Acontece neste sábado, dia 23, o I
Ciclo de Palestras sobre a Doença de Parkinson. Gratuito, o evento será
realizado das 10 às 12 horas, na UniSantos - Campus Dom Idílio Soares (Avenida
Conselheiro Nébias, 300) - auditório 200 - e é voltado aos portadores da
doença, cuidadores, profissionais e qualquer pessoa interessada. A iniciativa
é do grupo Lótus.
O encontro está dividido em três explanações. A primeira será "Recente avanços
no tratamento da doença", proferida pelo neurologista e neurocirurgião Edson
José Amâncio. Em seguida, será a vez da fonoaudióloga Maria Aparecida Coelho
falar sobre "A importância do treinamento fonoaudiológico. Para fechar, a
fisioterapeuta Fabiana de Carvalho abordará "O papel da fisioterapia".
Estacionamento
Para o evento, estão reservadas 30 vagas para carros no estacionamento da
Rua Luiza Macuco, 157. Os interessados devem pedir para guardar um dos lugares
pelo e-mail estacionamentociclodepalestras@gmail.com,
além de informar a placa, a cor e a marca do veículo.

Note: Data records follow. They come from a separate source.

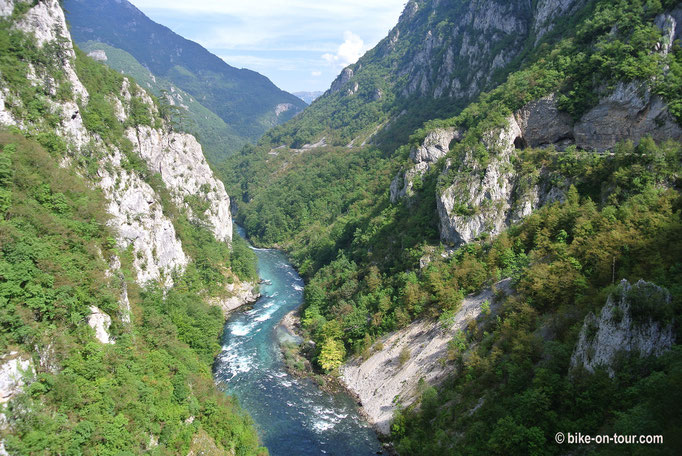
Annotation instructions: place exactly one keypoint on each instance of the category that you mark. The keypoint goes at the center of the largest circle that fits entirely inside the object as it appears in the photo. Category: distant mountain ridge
(246, 101)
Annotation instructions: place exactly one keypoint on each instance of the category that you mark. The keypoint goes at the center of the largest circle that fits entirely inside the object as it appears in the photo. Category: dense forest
(152, 390)
(329, 207)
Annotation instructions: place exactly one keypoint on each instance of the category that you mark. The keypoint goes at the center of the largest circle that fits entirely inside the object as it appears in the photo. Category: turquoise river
(293, 416)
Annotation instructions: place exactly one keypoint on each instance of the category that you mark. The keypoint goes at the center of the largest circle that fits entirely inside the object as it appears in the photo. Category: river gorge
(292, 415)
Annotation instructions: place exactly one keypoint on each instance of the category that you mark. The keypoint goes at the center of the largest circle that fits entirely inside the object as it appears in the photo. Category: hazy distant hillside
(245, 100)
(215, 135)
(308, 97)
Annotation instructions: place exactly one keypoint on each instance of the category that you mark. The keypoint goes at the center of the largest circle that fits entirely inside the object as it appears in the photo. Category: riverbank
(293, 415)
(298, 363)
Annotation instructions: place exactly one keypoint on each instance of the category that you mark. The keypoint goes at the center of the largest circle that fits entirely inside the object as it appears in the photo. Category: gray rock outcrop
(615, 331)
(14, 370)
(136, 210)
(381, 378)
(435, 146)
(630, 112)
(179, 159)
(100, 323)
(238, 294)
(488, 199)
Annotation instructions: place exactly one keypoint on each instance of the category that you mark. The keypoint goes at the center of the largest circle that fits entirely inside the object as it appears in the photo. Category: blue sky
(301, 45)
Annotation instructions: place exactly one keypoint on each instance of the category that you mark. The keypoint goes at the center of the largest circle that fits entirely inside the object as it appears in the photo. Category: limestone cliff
(488, 199)
(435, 146)
(384, 379)
(138, 216)
(180, 161)
(626, 324)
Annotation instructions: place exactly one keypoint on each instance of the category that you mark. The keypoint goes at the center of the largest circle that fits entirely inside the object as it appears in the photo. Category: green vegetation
(152, 390)
(106, 399)
(215, 135)
(228, 106)
(329, 207)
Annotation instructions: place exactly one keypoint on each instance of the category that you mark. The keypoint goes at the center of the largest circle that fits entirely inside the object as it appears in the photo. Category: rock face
(137, 213)
(180, 161)
(435, 146)
(139, 221)
(487, 200)
(381, 378)
(630, 112)
(13, 370)
(615, 331)
(239, 294)
(100, 322)
(542, 124)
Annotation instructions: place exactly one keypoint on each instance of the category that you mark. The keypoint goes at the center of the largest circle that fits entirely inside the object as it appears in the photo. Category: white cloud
(282, 40)
(348, 52)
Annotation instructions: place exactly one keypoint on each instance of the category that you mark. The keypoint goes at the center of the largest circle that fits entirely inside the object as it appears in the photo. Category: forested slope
(248, 103)
(107, 261)
(562, 174)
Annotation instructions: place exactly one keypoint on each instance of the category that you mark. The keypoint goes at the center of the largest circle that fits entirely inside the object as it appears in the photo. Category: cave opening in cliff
(520, 143)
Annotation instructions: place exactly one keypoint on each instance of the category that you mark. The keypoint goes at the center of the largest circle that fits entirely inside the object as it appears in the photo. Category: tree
(332, 354)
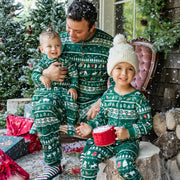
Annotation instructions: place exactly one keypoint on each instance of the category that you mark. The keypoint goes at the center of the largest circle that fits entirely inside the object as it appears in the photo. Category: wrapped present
(20, 126)
(28, 111)
(14, 147)
(9, 168)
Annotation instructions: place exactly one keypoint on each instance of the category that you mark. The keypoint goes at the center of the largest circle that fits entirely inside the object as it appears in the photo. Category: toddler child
(53, 94)
(123, 107)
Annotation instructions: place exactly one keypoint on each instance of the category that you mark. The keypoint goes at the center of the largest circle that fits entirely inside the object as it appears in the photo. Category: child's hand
(73, 93)
(122, 133)
(84, 129)
(46, 81)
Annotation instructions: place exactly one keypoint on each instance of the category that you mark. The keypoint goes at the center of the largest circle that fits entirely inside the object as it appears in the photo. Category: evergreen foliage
(12, 51)
(164, 33)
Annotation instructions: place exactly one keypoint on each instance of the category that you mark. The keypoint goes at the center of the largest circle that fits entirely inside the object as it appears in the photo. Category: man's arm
(55, 73)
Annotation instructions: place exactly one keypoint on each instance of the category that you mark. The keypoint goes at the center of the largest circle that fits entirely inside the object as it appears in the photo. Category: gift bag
(20, 126)
(9, 168)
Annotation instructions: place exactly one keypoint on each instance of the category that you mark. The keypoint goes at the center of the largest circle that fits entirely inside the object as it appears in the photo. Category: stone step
(14, 146)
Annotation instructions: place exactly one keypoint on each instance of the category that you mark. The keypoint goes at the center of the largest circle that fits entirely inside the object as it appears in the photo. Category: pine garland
(164, 33)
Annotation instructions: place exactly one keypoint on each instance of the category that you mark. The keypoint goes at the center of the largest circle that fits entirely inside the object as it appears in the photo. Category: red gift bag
(20, 126)
(9, 168)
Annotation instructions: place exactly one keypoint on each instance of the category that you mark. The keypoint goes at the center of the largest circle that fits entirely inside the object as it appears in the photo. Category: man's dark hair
(82, 9)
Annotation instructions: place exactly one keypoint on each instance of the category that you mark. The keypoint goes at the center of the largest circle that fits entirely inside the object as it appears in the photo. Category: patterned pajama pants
(126, 154)
(49, 113)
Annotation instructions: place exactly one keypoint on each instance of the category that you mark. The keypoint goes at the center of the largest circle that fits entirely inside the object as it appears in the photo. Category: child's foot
(50, 172)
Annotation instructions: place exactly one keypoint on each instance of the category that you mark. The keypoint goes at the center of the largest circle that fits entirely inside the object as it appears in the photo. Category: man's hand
(122, 133)
(91, 114)
(73, 93)
(56, 73)
(84, 130)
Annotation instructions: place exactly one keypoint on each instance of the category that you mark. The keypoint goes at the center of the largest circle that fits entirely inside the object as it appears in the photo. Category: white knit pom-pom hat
(122, 52)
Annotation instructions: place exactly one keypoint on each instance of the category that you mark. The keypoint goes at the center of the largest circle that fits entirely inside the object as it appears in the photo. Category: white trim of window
(134, 14)
(107, 16)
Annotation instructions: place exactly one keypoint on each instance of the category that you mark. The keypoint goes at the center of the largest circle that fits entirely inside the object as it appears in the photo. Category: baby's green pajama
(91, 59)
(53, 107)
(132, 111)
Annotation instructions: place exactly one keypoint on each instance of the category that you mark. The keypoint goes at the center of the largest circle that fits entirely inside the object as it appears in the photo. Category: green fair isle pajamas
(51, 108)
(91, 59)
(132, 111)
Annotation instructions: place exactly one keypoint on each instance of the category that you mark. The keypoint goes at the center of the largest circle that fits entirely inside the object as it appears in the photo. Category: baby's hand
(46, 81)
(84, 130)
(122, 133)
(73, 93)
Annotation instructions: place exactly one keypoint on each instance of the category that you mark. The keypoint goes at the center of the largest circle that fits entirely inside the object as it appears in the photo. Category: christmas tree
(47, 13)
(12, 51)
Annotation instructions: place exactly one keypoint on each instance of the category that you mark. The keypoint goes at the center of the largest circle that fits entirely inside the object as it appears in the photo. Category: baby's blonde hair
(49, 34)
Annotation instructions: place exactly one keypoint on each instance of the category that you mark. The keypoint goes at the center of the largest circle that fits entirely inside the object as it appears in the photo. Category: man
(88, 47)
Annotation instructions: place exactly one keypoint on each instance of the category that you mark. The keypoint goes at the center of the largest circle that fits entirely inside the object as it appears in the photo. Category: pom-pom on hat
(122, 52)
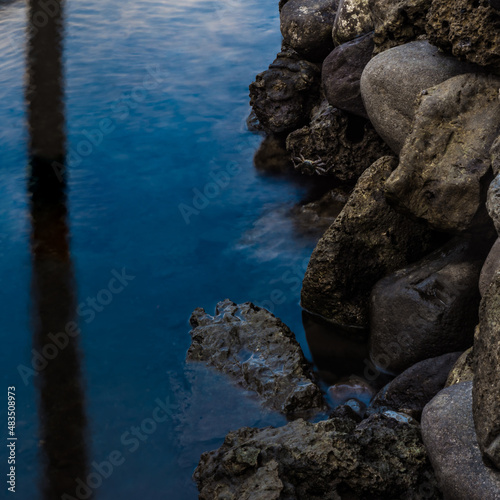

Inspirado na lenda de flor de lótus, símbolo da expansão espiritual, do
sagrado, do puro, do renascer, o grupo é formado por profissionais de diversas
áreas (neurologia, psicologia, fonoaudiologia, fisioterapia, gerontologia,
professores etc) e conta com o apoio do Fórum da Cidadania de Santos, da
UniSantos e dos laboratórios farmacêuticos Boehringer, Novartis e Roche.
Doença
Parkinson é uma doença neurodegenerativa, progressiva e multifacetada que,
portanto, exige tratamento bastante individualizado e persistência
profissional. A formação de grupo para atender pessoas portadoras da doença de
Parkinson é idéia antiga que emergiu de dificuldades as pessoas com esta
doença a se integrar socialmente. Santos precisa há tempos de um projeto que
atenda a necessidade social dos pacientes, dado que a proporção de idosos é
das maiores do país. Cerca de 1% das pessoas com 60 ou mais anos são
portadoras da doença. Todavia, em proporção menor, Parkinson é uma doença que
atinge pessoas com menos de 40 anos de idade.
É fundamental estimular a convivência social, já que os portadores da doença
tendem a se isolar. Pretende-se com este grupo, oferecer oportunidades em
oficinas como as de artesanato, pintura, bordado, crochê e tricô, dança,
caminhada, alongamento, canto-coral, treinamento de memória, direito e
cidadania, grupo de auto ajuda (pacientes e cuidadores).